For comparison, European Union inflation is just over 2% and inflation in the United States is 2.7%.  

In response, investors priced in fewer interest rate cuts this year, sending bond yields higher.  

Inflation also eats into the “real” return from bonds, as their payments are fixed (unless you own inflation-linked bonds). 

Long-dated gilts now yield more than at any point since the late 1990s, with the 20-year yielding 5.45% and the 30-year at 5.6%. The 10-year gilt yields 4.75%.  

Marcus Jennings, fixed income strategist at Schroders, said: “With core inflation heading higher, beating market expectations, this brings further into question the Bank of England’s ability to ease interest rates in the near term.” 

Part of the concern from investors is that the closely watched services inflation measure rose more than 5% year-over-year.  

However, volatile airfares helped drive inflation higher over July, which could reverse in the coming months, according to Jennings.  

In fact, according to the Office for National Statistics (ONS), airfares were up a staggering 30% month-over-month – the highest monthly increase going back to 2001.

Deutsche Bank says that this is good news as most of this will unwind in the next month or so. 

Sanjay Raja, chief UK economist at the German bank, said: “We expect inflation to push a little higher to near 4% year-over-year in September, before slowly grinding its way lower through the course of the year.” 
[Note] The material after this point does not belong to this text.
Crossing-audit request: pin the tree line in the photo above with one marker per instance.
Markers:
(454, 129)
Raja now only sees inflation returning sustainably to the 2% target in 2027, with wage disinflation taking time to feed through to price data.  

He concludes: “The Monetary Policy Committee may look for more patience going forward as it grapples with an uncomfortable trade-off: high near-term price momentum versus sluggish labour market data.” 

High and rising inflation, coupled with low economic growth, puts the Bank of England in a tricky situation. On the one hand, it wants to cut interest rates to stimulate the economy, but on the other, lower interest rates risk stoking inflation further.